Saturday, February 13, 2010

Apparently, you've developed a soul



"When man's freedom equals zero, he commits no crimes. That is clear. The only means of ridding man of crime is ridding him of freedom."


We was written before 1984 and Brave New World and influenced both works. This is a futuristic society where people are referred to as numbers and where they work in unison for the One State, ruled by the Benefactor. In this society, the sum of all parts is greater than the individual; a single person is nothing without the whole. Personal freedoms are extremely limited and all must sing the praises of the One State. Guardians are among them, watching over them in case any should defy the laws.
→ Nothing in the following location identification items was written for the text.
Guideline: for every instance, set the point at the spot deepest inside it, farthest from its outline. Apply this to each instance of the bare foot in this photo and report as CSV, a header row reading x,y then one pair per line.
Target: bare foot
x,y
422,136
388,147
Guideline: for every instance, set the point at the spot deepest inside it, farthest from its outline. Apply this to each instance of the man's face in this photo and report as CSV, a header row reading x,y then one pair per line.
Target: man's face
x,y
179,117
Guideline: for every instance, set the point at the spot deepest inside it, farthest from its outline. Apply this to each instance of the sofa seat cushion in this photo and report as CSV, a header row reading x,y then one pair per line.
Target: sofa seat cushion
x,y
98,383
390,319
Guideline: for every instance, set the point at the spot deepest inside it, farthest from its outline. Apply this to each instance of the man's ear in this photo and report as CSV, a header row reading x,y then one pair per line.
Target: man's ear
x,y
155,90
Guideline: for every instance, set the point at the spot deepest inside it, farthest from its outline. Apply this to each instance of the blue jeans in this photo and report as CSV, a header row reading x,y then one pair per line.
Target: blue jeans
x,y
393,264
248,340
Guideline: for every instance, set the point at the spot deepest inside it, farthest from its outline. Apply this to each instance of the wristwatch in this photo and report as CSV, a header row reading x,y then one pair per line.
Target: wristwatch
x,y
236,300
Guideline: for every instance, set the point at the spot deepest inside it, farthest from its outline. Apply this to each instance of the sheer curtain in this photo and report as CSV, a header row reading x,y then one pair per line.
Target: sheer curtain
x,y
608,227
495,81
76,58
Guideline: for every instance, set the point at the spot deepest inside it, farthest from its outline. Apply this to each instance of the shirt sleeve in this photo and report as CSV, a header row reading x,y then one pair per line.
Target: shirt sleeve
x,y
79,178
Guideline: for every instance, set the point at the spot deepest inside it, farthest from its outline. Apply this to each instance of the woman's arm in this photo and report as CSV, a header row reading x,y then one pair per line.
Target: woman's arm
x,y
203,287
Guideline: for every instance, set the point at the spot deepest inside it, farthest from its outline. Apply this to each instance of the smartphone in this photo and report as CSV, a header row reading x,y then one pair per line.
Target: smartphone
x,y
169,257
One State. D-503 is our narrator, he is writing notes to be put upon the Intergal, a space ship he is building to bring the One State's ways to other worlds.

In this society, everyone has the right to have sex with anyone else, all one need do is register for that person and receive a pink ticket to lower their blinds. This is one of the only instances of privacy they have, as the buildings are made of glass. The society is encased in a dome, the Green Wall keeping the outside world apart since the 200 Year War.
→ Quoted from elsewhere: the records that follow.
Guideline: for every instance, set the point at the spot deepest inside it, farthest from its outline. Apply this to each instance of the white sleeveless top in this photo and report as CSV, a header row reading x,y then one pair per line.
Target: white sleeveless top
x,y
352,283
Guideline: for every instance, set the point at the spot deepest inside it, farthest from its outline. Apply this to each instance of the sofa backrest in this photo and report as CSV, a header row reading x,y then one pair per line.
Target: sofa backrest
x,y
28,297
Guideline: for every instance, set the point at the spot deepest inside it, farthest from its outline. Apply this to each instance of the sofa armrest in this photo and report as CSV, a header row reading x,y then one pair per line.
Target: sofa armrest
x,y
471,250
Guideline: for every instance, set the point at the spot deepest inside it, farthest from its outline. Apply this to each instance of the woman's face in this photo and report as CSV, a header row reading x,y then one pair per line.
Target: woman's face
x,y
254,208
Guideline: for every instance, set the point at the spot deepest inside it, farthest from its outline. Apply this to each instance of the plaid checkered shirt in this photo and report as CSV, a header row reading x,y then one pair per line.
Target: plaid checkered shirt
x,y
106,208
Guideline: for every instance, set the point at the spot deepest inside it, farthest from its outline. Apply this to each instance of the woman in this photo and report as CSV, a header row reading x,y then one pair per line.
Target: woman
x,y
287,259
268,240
D-503 meets a woman, I-330, with whom he falls in love with. She is part of a group called Mephi, which is trying to organize an uprising against the One State. D-503 struggles to justify his actions with I-330 with the ideals that have been instilled in him. She challenges the rules and ideals of the One State, and while D-503 claims that he hates her, he cannot but do what she tells him to do.
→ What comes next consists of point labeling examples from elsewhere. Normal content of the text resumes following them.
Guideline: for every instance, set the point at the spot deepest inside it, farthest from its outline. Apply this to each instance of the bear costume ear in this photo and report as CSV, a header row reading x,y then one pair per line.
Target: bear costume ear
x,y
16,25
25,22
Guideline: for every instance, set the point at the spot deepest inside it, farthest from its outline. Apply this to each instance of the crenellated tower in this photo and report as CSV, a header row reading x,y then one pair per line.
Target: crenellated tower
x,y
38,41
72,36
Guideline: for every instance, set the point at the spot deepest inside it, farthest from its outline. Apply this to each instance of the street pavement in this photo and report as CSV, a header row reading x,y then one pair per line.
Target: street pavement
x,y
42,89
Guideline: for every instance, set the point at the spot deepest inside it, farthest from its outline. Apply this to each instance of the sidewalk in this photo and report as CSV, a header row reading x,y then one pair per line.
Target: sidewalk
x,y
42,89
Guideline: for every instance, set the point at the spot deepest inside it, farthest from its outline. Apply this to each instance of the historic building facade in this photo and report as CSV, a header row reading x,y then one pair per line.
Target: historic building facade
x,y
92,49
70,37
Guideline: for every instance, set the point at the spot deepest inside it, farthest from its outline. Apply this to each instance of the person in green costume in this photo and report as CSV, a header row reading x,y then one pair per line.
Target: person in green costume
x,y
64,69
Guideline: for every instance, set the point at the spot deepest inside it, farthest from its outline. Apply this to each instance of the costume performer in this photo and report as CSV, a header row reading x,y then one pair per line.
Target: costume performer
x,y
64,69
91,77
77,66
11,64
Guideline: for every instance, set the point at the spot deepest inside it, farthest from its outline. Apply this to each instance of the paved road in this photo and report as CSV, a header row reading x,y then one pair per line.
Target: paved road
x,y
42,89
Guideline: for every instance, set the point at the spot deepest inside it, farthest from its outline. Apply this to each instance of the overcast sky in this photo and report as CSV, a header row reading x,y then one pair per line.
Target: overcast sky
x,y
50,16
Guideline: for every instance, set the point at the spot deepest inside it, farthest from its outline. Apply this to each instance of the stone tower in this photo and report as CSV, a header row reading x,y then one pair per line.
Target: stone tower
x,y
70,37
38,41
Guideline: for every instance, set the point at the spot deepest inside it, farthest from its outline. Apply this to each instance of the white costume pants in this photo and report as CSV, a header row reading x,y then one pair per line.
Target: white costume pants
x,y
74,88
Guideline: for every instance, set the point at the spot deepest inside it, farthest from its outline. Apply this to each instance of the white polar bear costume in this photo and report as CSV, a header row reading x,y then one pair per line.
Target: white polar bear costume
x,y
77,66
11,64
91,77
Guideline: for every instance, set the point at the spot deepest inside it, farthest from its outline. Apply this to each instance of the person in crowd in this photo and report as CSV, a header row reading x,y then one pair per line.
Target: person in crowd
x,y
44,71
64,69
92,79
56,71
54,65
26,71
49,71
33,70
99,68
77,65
"You are afraid of it because it is stronger than you; you hate it because you are afraid of it; you love it because you cannot subdue it to your will. Only the unsubduable can be loved."

What interested me a lot about the beginning of this book was D-503's interest in mathematics, and his fixation upon the square root of negative one. As an imaginary number in a very cut and dry world, D-503 cannot wrap his mind around this concept and even recalls throwing a fit in school when he learned of it. Imagination is not desirable in this society, and there is talk of an operation to remove it from the brain.

"Now I no longer live in our clear, rational world; I live in the ancient nightmare world, the world of square roots of minus one."

The appearance of math in dystopian literature is really interesting to me. I just finished reading Dostoevsky's Notes From the Underground (I'll try to blog my thoughts on that soon) and one thing that stuck out there was the notion that 2+2=5 (this notion is not exclusive to Dostoevsky, but also connects to Tolstoy, Orwell, and Turgenev, among others - interesting wikipedia entry here). In Dostoevsky, he uses the equation to assert his free will over logic.

We has some great imagery in it. According to the Table of Hours, every number wakes at exactly the same moment, chews the same number of times in precision and marches down the streets in time with each other. The great Benefactor's machine deals with those who rebel by vaporizing them in front of a placid crowd. He is able to describe the women in the story almost exclusively by describing their mouths.

Obviously this novel has some deep allusions to communism, an issue that Zamyatin was dealing with in Russia. In the novel, private property isn't an option anymore, even children are considered property of the state. Nothing is private, even voting is done out in the open, in front of everyone.

To me, a dystopian novel can have but one ending, and that is not a happy one. This one is no different; and even though I could see where the book was heading, what fate lay in store for I-330 and for D-503, it did not lessen the impact.